# Celtic: Confederation



## schweizer61

*D*oes any out there know of a *C*eltic or *P*re*-R*oman name or phrase for the word 'confederation', relating to politics and/or political ideals?


----------



## Dlyons

schweizer61 said:


> does any out there know of a celtic or pre roman name or phrase for the word 'confederation', relating to politics and/or political ideals?



Welcome to the Forum schweizer61!

Any of the related words I can think of like "confederacy, league, union, federation, association ..." seem to have Latin origins.

Have you any more context or any hints?

A "tuath" was a "people" or a "tribe" - is that the sort of thing you are thinking of?


----------



## schweizer61

I live in the 'confoederatio helvetica' but I am also English and wish England to be a confederation with an old *E*nglish name! *U*nion is to red, is tuath *C*eltic or *G*aelic?


----------



## Dlyons

schweizer61 said:


> I live in the 'confoederatio helvetica' but I am also English and wish England to be a confederation with an old *E*nglish name! *U*nion is to red, is tuath *C*eltic or *G*aelic?



Tuath is Irish Gaelic which is a Celtic language.

http://es.wikipedia.org/wiki/Tuatha_Dé_Danann


----------



## L'irlandais

Hello schweitzer61,
Welcome to the forums.  
I don't know of a suitable translation of *confederation* "_as Gaeilge_".

The Latin name of the Swiss Confederacy, _Confoederatio Helvetica_, harks back to the Helvetii, who were a confederation of Celtic tribes, whose first contact with the Roman Republic was in the 1st century BC.

The Dumnonii, les Durotriges & Dobunni peoples were split into many tribes, each one speaking their very own dialect.  In Latin this country was called  *Britannia*, it included neither Caledonia nor Hibernia.

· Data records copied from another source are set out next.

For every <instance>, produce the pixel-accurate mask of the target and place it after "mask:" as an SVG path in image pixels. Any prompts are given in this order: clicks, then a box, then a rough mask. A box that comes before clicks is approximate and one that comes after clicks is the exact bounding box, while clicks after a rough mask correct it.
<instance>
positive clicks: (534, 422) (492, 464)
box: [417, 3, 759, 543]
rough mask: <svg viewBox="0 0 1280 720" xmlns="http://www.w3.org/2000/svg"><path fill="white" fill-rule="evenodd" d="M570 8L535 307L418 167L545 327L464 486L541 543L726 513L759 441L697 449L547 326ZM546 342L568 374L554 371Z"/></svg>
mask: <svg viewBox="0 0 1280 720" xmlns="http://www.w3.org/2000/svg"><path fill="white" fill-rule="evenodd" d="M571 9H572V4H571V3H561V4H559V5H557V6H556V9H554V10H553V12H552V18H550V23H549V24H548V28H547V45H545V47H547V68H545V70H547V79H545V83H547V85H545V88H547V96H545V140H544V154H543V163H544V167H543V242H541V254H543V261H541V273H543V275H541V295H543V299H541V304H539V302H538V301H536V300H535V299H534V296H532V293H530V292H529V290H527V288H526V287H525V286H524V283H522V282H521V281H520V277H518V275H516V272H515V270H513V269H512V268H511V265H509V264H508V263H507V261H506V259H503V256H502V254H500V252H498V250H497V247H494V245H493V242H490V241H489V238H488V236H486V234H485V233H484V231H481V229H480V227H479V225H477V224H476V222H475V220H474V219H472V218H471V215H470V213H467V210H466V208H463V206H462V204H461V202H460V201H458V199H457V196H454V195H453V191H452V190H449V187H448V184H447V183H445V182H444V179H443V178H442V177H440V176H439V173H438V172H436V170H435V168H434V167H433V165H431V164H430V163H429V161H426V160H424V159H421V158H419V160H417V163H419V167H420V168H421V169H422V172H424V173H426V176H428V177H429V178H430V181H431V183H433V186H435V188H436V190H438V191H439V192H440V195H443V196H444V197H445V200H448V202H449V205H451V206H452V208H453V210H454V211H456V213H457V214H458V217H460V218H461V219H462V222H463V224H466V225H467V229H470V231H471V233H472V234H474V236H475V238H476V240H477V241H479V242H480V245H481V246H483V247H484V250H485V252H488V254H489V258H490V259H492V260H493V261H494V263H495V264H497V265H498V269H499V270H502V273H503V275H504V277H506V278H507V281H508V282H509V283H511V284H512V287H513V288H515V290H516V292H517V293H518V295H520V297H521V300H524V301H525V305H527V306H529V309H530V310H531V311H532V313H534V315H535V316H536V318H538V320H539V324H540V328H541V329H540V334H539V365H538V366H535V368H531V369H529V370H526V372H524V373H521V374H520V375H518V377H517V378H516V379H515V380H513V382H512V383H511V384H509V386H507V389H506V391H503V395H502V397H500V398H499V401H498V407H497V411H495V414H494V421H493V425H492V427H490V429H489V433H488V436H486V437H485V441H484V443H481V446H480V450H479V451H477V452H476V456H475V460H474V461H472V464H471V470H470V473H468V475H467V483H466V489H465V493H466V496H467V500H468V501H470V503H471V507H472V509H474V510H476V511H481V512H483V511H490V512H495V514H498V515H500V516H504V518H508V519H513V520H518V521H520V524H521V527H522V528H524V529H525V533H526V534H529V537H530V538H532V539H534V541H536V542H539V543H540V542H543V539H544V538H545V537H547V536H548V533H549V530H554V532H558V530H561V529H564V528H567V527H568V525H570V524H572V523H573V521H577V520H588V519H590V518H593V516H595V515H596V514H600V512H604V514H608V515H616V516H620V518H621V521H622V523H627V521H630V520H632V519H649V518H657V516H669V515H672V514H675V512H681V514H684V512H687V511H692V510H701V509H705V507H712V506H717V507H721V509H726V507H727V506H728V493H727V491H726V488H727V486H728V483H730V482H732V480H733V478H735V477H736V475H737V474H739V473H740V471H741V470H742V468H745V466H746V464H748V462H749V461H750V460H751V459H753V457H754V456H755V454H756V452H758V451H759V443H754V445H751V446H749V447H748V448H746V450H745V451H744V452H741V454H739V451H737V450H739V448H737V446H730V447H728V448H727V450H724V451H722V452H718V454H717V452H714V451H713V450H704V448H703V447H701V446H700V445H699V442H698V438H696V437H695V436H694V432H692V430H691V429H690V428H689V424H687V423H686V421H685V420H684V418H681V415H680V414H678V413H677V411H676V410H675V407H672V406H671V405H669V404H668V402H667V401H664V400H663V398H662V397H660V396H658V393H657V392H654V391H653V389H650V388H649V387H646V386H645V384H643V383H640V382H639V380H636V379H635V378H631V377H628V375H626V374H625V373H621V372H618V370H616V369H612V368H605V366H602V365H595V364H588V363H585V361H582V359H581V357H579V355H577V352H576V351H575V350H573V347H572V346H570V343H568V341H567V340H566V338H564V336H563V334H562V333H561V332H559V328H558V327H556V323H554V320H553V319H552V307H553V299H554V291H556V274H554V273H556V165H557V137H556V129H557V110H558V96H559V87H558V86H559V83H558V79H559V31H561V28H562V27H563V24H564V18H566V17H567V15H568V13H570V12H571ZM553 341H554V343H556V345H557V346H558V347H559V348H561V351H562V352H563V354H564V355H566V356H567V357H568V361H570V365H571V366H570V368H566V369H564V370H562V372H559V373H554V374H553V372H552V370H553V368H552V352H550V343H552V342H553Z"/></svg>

That said, since the Romans never conquered Ireland, nor Scotland for that matter, the notion of pre-Roman doesn't have much place in the Irish language.
Not sure what language was spoken by the Mesolithic peoples of the West country.  While the region was certain Celtic, as you suggest, I imagine it would be fairly different from modern Irish.

I consider Britannia to be the nearest equivalent to the Swiss title.


----------